Each person’s data had to be typed in five times to populate just five of as many as 50 online databases and message boards created to connect those displaced by the disaster with loved ones.
“It’s incredibly slow when you have to input each one,” Priddy said. “What’s aggravating is they are not in the same format so it’s not like you can cut and paste.”
Although the Internet makes it simple for people around the world to help out with disaster relief, all the well-intentioned but largely duplicative people-finding efforts have led to confusion, frustration and wasted time.
“There really needs to be one place where people can go and get information,” said Trisha Denny, a Phoenix resident who has primarily used GulfCoastNews.com to check on loved ones in Ocean Springs, Miss. “There’s always the possibility that somebody I knew and cared about has posted somewhere else.”
The Internet may free information from the grips of centralized hands, said Lee Rainie, director of the Pew Internet and American Life Project, “but at some point it’s terribly useful to have a centralized, responsible, trusted clearinghouse.”
The Red Cross believes its Family Links Registry, previously used during civil wars abroad and the Asian tsunami, can perform that role. By Wednesday, more than 117,000 entries had been submitted by people seeking a loved one or reporting that they are safe, and many more people visited the site to conduct searches.
“Our Web site is so widely known and so heavily used that I think it’s got a momentum of its own,” said Sara Blandford, manager of international family tracing services at the American Red Cross.
The site even has the blessing of the Federal Emergency Management Agency.
Nonetheless, the U.S. Department of Justice turned to the National Center for Missing and Exploited Children when it wanted a database for refugee children and parents.
Having worked for years with local law enforcement agencies, the nonprofit organization was glad to build a database that, unlike the Red Cross’, has room for photos and the types of physical attributes familiar to police.
And then there’s the National Next of Kin Registry, a nonprofit group that is willing to work with relief organizations but can’t share data directly for privacy and security reasons, spokesman John Hill said. Its database isn’t publicly searchable.
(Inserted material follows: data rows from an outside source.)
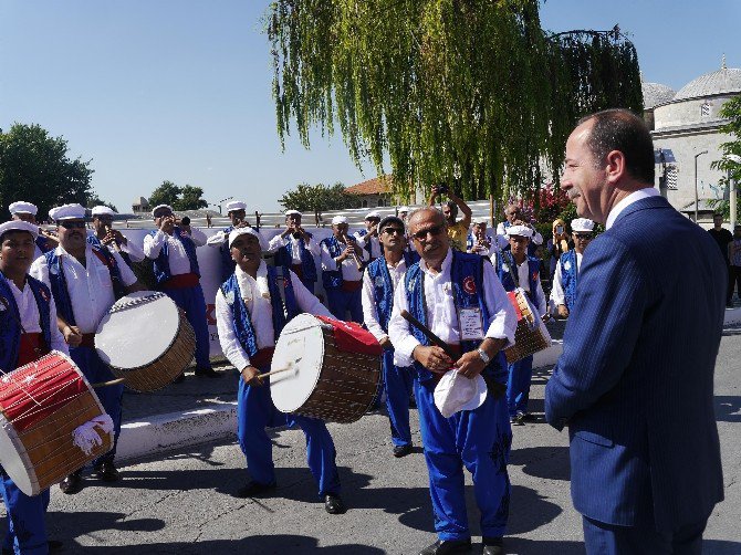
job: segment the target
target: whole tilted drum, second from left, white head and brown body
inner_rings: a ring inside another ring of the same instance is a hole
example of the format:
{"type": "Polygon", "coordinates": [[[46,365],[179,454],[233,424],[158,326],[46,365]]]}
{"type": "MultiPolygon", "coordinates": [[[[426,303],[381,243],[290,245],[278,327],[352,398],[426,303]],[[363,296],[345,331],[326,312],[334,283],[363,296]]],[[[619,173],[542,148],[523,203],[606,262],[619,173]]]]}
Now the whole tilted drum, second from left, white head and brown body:
{"type": "Polygon", "coordinates": [[[95,348],[127,387],[154,391],[190,364],[196,334],[185,312],[165,293],[137,291],[119,299],[101,321],[95,348]]]}

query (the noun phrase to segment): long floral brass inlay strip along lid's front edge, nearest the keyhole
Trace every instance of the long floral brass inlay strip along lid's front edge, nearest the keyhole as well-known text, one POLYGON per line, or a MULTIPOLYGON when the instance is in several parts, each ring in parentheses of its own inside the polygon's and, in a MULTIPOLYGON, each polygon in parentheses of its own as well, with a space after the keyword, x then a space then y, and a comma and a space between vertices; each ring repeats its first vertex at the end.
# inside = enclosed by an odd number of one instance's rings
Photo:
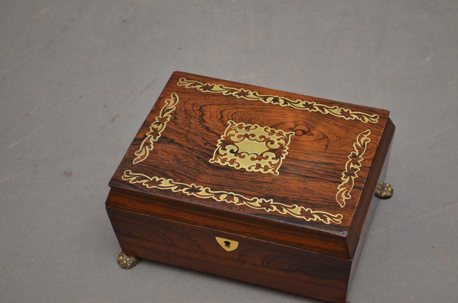
POLYGON ((170 189, 173 192, 182 192, 186 195, 192 195, 203 199, 211 198, 218 202, 234 203, 235 205, 245 205, 254 209, 264 210, 266 212, 276 211, 282 215, 290 215, 296 218, 304 219, 305 221, 321 221, 325 224, 342 223, 343 216, 341 214, 333 215, 325 211, 312 211, 310 208, 298 206, 296 204, 287 205, 283 203, 273 202, 273 199, 246 198, 243 195, 234 194, 226 191, 215 191, 208 187, 203 187, 196 184, 178 183, 172 179, 159 177, 148 177, 142 173, 132 173, 131 170, 126 170, 122 179, 129 181, 131 184, 142 184, 147 188, 170 189))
Media organizations such as CNN and MSNBC have also created databases, as did the Web-only GulfCoastNews.com.
Ken Burton, information systems technical director at GulfCoastNews, said he programmed the tool after seeing the site’s message boards flooded with posts that weren’t easily searchable.
“I was putting it up to fill a need,” said Burton, whose database was up two days before the Red Cross’s and now has more than 60,000 names, some overlapping with others.
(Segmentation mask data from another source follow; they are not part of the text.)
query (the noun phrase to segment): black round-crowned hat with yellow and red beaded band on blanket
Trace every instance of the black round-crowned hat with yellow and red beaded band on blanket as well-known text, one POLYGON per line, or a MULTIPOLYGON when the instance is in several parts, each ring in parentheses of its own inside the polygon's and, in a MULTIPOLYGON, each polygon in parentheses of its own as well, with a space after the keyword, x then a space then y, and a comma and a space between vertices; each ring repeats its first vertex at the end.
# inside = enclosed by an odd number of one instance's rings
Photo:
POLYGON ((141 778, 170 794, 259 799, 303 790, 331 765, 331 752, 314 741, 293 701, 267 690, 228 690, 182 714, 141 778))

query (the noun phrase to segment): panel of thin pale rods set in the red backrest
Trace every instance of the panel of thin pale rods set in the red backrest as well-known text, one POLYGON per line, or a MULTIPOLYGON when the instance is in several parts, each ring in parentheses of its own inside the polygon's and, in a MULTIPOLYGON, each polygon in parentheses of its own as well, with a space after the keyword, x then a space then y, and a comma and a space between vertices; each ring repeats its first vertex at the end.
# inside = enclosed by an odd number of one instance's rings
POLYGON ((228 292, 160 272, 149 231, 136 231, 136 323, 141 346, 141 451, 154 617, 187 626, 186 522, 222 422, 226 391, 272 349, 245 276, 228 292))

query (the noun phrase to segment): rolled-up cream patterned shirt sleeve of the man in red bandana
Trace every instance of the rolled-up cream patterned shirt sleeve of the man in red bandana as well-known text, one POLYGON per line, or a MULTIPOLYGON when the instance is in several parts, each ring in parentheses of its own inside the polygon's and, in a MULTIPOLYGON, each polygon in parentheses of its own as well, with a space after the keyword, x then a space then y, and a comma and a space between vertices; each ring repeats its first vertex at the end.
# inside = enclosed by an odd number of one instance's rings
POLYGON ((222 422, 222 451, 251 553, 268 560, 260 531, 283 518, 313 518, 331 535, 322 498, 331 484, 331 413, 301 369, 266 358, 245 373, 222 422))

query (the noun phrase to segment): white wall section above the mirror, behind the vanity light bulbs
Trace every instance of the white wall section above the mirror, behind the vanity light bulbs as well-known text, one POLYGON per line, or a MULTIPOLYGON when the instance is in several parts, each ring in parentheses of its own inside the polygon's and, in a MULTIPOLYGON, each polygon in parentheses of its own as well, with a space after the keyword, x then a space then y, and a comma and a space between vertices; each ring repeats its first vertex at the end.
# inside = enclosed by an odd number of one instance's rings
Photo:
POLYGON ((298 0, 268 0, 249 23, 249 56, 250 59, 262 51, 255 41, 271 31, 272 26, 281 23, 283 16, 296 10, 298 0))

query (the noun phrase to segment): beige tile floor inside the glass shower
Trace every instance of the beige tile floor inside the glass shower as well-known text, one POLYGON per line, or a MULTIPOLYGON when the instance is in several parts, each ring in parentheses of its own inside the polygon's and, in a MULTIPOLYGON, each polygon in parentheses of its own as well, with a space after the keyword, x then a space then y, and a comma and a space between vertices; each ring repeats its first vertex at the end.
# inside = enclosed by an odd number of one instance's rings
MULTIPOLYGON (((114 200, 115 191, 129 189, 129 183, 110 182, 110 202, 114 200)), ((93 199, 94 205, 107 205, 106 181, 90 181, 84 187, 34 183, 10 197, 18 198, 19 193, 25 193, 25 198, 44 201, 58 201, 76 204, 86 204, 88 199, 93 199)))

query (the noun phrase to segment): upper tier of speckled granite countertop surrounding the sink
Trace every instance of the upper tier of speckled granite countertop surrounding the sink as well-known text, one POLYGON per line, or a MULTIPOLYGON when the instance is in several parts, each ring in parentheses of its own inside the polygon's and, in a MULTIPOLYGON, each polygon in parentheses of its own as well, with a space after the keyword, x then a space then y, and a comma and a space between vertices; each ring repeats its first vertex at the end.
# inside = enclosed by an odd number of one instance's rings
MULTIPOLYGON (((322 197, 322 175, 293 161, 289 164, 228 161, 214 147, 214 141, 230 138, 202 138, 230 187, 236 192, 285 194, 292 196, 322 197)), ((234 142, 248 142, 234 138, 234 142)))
Some companies and groups have tried to consolidate the data, but those efforts also overlap.
Search engine company Lycos Inc. wrote tools to search across multiple databases and message boards for Katrina’s displaced, while Web database developer Yes Software Inc. is extracting data from some databases and combining them at KatrinaSOS.org.
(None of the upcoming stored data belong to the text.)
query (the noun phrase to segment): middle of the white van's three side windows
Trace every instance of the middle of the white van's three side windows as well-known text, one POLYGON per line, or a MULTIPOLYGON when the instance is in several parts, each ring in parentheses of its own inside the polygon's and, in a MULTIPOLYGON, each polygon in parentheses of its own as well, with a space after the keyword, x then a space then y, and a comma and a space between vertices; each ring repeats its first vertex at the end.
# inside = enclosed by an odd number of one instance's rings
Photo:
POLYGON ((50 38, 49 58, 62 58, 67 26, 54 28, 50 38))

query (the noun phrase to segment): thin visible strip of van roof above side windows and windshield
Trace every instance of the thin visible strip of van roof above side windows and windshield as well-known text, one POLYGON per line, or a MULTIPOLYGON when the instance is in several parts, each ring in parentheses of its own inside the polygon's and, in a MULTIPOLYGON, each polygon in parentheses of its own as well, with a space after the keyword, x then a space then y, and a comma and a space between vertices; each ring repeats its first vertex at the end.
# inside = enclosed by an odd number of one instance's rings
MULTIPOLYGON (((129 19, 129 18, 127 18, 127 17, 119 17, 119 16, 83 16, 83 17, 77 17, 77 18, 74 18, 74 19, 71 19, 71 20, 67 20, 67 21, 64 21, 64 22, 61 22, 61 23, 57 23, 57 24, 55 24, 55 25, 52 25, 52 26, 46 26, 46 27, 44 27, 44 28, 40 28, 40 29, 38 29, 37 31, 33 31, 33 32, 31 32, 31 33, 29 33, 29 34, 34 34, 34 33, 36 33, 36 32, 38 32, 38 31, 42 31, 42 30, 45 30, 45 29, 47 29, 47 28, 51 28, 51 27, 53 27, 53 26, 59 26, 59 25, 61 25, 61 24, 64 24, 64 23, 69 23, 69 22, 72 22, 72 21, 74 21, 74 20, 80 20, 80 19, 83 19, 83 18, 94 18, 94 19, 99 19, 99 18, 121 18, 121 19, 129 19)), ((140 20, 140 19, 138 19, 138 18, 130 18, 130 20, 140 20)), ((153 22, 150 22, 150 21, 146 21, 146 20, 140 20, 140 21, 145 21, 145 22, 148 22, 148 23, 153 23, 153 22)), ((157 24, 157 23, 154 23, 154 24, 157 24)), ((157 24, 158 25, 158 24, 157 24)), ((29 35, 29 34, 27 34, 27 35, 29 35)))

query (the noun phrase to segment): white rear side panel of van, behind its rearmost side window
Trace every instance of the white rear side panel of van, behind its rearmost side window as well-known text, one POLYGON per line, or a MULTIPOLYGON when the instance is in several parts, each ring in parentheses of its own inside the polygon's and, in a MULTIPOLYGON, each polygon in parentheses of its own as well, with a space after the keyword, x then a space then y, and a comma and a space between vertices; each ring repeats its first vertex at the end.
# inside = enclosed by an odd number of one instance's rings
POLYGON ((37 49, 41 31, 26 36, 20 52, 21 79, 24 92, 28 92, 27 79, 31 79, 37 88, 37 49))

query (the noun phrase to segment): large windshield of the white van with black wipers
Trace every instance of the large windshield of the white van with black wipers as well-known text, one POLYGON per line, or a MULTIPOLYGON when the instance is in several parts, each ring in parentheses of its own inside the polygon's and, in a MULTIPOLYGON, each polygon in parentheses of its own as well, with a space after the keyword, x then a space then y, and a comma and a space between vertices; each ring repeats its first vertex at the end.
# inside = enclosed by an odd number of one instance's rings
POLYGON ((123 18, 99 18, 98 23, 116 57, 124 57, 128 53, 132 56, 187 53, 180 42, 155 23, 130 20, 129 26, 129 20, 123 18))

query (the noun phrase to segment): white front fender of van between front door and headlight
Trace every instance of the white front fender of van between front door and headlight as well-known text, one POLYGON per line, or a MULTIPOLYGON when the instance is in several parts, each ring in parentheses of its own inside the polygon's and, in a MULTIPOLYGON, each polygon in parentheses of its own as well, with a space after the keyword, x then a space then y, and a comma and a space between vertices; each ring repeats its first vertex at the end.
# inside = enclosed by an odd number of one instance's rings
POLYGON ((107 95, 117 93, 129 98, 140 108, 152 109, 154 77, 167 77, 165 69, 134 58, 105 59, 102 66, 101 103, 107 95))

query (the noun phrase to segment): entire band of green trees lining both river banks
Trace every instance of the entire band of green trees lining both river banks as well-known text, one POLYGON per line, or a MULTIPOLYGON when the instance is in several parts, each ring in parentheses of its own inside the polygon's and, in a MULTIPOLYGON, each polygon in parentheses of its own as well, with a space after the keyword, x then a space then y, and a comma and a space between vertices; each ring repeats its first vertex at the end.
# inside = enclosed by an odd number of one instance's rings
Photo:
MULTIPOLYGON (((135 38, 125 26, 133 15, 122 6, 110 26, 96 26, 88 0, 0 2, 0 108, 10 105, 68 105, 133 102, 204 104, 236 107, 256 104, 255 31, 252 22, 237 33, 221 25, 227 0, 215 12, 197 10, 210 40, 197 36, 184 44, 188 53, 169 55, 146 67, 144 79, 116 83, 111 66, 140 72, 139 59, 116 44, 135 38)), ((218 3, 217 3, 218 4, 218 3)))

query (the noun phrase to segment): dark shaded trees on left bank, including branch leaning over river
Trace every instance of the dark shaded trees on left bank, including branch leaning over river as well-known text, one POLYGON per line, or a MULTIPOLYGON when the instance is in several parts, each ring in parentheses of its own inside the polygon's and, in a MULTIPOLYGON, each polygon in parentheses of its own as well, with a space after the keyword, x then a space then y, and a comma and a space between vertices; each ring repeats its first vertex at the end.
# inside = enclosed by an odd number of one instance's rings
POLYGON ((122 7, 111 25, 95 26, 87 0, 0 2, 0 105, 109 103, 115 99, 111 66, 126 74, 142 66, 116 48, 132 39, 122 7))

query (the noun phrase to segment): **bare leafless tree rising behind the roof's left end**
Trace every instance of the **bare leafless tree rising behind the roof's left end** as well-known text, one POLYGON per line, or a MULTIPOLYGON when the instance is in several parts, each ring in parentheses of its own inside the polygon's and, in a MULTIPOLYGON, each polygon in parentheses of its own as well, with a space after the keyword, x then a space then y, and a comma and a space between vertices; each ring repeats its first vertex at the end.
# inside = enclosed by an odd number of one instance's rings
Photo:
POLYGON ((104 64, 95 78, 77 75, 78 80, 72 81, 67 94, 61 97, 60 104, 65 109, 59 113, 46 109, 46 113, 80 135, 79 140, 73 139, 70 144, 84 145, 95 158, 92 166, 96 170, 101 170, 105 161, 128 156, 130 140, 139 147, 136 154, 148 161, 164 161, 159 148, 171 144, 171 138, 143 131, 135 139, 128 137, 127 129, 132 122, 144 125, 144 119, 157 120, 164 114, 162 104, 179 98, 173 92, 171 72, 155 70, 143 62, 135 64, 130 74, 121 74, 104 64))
Individuals from around the world are collaborating through KatrinaHelp.info to create a combined database as well, with volunteers manually entering information gleaned from message boards at Yahoo and elsewhere.
In the months to come, inevitable is a lessons-learned meeting “where the right folks would come together (to discuss) who’s best designed to do which piece of the puzzle,” said John Rabun, chief operating officer at National Center for Missing and Exploited Children.
Criticism is easy in retrospect, said Patrick McPherson of the Salvation Army, which has a database of about 500 shelter occupants.
“You learn as you go, and you make decisions related to the information you have in the current time frame,” he said. “If you know what was going to happen beforehand, you would do it a little differently.”